By Ajai Shukla
Business Standard, 12th June 12
On Wednesday, in Washington D.C., the third US-India Strategic Dialogue will be co-chaired by US Secretary of State Hillary Rodham Clinton and India’s Foreign Minister SM Krishna.
The US State Department has announced that the dialogue between “the world’s oldest and the world’s largest democracies” will include discussions on bilateral and regional economic issues, regional security and defence, public health, innovation, agriculture, and women’s empowerment.
While engagement between Washington and New Delhi has expanded since President Obama’s visit in 2010, the last year has seen strains over the two countries’ differing approaches to Iran, in particular India’s insistence that its energy needs demand continued oil imports from Iran, irrespective of US-led sanctions. However, vocal public disagreement involving the two countries’ media, legislatures and strategic communities has not prevented the two governments from deftly bridging the gap.
On Monday, Clinton granted India (and six other countries) a six-month waiver from sanctions, justified by the actions they have taken to reduce oil dependency on Iran. India has reduced oil imports from Iran from the 2008-09 high of 16% of total oil imports to just 10% last year, with further reductions planned to 7%. Reducing below this level is problematic because refineries like those of Mangalore Refinery and Petrochemicals Ltd (MRPL) are engineered specifically for Iranian crude.

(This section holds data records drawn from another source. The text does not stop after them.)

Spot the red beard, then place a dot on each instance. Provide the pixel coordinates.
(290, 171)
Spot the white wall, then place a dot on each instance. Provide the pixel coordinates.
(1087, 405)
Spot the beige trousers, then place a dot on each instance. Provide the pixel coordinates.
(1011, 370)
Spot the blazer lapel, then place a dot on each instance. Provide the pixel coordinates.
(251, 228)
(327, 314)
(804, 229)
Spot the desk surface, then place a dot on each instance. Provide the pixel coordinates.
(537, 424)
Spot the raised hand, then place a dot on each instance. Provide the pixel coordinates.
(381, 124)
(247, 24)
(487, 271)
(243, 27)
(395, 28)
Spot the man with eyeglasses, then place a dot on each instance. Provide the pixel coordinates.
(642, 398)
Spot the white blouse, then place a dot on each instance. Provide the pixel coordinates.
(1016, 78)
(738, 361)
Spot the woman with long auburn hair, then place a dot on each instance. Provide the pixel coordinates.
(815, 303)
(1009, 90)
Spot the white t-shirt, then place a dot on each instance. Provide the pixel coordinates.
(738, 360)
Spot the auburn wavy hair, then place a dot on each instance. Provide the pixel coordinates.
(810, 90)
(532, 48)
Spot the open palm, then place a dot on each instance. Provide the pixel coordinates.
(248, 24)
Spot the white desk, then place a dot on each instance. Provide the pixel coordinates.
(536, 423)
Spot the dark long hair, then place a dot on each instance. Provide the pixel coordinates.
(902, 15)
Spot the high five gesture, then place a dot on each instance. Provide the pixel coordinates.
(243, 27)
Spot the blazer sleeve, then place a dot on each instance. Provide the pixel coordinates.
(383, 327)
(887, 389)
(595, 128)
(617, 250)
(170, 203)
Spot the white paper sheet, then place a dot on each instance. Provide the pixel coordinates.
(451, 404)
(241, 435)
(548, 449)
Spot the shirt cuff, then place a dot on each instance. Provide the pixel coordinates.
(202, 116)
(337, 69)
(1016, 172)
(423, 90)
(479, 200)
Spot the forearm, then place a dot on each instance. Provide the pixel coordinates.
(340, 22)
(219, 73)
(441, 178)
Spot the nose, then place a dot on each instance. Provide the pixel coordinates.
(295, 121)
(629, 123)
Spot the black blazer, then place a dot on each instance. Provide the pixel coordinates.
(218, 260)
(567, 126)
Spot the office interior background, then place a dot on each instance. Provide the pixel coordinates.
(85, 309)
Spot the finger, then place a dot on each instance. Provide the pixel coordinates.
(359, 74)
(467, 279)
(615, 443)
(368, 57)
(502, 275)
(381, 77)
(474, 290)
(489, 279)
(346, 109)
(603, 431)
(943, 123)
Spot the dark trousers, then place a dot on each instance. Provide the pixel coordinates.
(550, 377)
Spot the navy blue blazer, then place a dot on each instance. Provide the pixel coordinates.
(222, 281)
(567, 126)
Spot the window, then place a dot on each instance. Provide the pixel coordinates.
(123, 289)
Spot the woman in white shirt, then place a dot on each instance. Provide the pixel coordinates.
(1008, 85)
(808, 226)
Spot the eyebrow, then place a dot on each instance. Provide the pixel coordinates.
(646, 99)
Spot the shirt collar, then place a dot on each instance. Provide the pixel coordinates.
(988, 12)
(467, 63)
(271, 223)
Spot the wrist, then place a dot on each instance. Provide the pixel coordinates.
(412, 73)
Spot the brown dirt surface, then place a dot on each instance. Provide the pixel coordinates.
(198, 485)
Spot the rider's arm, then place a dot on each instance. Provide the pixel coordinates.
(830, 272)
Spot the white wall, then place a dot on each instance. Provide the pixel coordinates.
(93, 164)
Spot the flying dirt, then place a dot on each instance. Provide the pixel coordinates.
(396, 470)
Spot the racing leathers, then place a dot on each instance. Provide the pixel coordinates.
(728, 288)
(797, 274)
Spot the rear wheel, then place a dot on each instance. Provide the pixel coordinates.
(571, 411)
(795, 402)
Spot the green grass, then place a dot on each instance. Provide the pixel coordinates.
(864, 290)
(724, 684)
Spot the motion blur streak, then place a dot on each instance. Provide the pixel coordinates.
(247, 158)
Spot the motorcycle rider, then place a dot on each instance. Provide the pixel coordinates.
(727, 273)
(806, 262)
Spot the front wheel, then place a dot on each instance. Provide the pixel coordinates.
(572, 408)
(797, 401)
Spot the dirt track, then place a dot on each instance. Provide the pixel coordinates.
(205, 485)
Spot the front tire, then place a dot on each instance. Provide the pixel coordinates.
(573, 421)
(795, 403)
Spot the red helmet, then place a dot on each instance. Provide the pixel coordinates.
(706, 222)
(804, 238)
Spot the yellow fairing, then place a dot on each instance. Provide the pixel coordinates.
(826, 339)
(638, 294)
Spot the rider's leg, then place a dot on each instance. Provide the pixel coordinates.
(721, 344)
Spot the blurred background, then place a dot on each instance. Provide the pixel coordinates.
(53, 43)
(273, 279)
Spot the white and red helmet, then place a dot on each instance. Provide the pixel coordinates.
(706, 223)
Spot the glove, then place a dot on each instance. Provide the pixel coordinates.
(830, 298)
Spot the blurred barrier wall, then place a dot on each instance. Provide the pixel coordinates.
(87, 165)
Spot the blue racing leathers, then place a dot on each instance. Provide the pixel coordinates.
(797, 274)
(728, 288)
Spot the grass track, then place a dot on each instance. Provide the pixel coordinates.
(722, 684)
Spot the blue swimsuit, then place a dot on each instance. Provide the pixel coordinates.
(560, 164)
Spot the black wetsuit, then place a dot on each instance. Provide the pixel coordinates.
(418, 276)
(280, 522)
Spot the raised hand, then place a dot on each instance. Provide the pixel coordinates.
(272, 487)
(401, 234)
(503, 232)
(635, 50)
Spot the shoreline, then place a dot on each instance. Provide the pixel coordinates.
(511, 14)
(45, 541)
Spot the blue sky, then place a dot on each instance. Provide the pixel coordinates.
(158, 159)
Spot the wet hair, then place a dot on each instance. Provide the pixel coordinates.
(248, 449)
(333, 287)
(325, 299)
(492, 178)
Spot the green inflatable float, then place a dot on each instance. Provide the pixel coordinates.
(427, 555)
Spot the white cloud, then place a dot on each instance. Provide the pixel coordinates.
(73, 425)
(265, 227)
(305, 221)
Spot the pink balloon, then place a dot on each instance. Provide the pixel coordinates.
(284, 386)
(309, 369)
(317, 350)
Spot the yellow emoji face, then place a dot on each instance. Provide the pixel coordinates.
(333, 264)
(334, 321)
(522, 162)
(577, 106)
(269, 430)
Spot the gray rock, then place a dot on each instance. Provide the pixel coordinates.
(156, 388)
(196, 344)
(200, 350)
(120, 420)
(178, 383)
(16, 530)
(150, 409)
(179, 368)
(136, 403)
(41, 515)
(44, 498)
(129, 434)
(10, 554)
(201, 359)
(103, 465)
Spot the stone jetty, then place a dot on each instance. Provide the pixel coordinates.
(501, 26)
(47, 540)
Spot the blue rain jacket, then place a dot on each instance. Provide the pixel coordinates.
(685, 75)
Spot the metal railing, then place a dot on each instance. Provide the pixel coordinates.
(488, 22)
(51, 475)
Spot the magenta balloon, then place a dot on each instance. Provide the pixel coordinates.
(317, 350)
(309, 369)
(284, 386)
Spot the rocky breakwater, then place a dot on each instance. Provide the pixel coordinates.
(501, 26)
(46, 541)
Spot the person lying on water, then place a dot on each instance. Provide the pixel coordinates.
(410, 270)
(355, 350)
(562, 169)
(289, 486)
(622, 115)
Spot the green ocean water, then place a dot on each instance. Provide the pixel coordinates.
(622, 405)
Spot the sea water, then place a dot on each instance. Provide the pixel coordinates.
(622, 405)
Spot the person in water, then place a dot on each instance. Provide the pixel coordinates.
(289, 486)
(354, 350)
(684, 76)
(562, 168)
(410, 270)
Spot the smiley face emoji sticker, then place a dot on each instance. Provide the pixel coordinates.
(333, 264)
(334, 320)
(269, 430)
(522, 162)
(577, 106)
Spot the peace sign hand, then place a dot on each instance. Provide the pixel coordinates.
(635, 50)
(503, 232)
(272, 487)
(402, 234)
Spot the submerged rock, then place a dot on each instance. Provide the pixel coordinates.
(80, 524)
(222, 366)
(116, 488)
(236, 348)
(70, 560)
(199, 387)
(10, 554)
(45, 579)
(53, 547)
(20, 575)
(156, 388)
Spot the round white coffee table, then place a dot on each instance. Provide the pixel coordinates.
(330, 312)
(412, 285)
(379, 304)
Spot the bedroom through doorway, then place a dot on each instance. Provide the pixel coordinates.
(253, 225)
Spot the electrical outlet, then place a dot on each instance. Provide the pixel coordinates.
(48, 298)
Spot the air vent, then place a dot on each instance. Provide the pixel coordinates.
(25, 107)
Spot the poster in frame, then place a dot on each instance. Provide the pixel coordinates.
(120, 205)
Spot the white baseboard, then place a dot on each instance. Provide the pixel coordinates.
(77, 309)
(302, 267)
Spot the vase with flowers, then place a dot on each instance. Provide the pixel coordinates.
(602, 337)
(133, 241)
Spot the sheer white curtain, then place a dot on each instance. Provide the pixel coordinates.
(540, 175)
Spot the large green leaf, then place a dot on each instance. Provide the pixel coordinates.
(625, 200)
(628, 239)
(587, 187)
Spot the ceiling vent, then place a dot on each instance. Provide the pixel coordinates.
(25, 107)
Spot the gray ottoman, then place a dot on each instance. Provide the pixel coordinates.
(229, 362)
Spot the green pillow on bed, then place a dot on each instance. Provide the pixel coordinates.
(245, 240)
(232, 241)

New Delhi officials, speaking anonymously, say entirely shutting off Iranian crude would be undesirable, even if Saudi Arabia offered to make good the shortfall. “We would not like all our eggs in one basket. Besides, we are exploring other sources: imports of crude from Venezuela have begun; and our traditional source, Iraq, has begun exporting crude again,” says a senior foreign ministry official.
Even at the reduced import levels from Iran, India faces difficulties in making payment. While it has been agreed that 50% of India’s oil imports will be paid for in rupees (reassuring to America because that reduces the flow of hard currency to Teheran), India’s share of the $15-16 billion bilateral trade is a mere $2.6 billion. Paying in rupees requires India to step up exports to Iran, but enhancing trade arouses further criticism of India.
“After 28th June, if the US decides to implement watertight sanctions on the Central Bank of Iran, payments would be difficult unless we have a larger rupee component, or implement counter-trade,” says the foreign ministry official.
Within New Delhi’s strategic elites, India’s relationship with Iran has become a major discussion point. Officials and analysts inclined towards the US point to Iran’s unpredictability; to India’s emerging strategic partnership with the US and Israel; and to gulf states like Saudi Arabia with whom India has longstanding relations, and to the need to keep the gulf region stable as it has 6.3 million migrant Indian workers.
The counter view, which is closer aligned to official policy, sees Iran as an influential player in West Asia that opposes Sunni extremism; as a potentially crucial Indian ally in stabilizing Afghanistan, and as a country that provides India a gateway to Afghanistan and Central Asia through the port of Chabahar.
While many regard the ongoing Iran crisis as a “west-versus-Iran” confrontation, the longer-term Indian security perspective envisions a balancing act between Riyadh and Teheran, both geopolitical rivals in a West Asian power play. They have multiple points of confrontation: civilizational Arab-Persian tension; Shia-Sunni sectarian rivalry; radically different approaches towards the west, and different outlooks to tackling Israel.
“The internal dynamics of the Islamic world are crucial. If Iran is badly weakened, the fundamentalist, pan-Islamic forces, which are heavily funded by Wahabbi regimes like Saudi Arabia and others will gain in vigour,” argued a senior diplomat in a closed-door discussion in New Delhi last week.
MEA officials have long insisted that reports of US-India tension over New Delhi’s continuing relations with Teheran reflected analyst opinion rather than the official bilateral relationship. Washington and New Delhi, in fact, were understanding of each others’ concerns and imperatives in dealing with Teheran. That appears to have been verified by the US waiver on Monday.
The strategic dialogue caps an intense engagement between Washington and New Delhi over the preceding months. Andrew Shapiro, the Assistant Secretary of State for Political-Military Affairs, visited New Delhi in April, followed by Defence Secretary, Leon Panetta this month. The Us Treasury Secretary, Tim Geithner, is scheduled to visit India on June 27-28.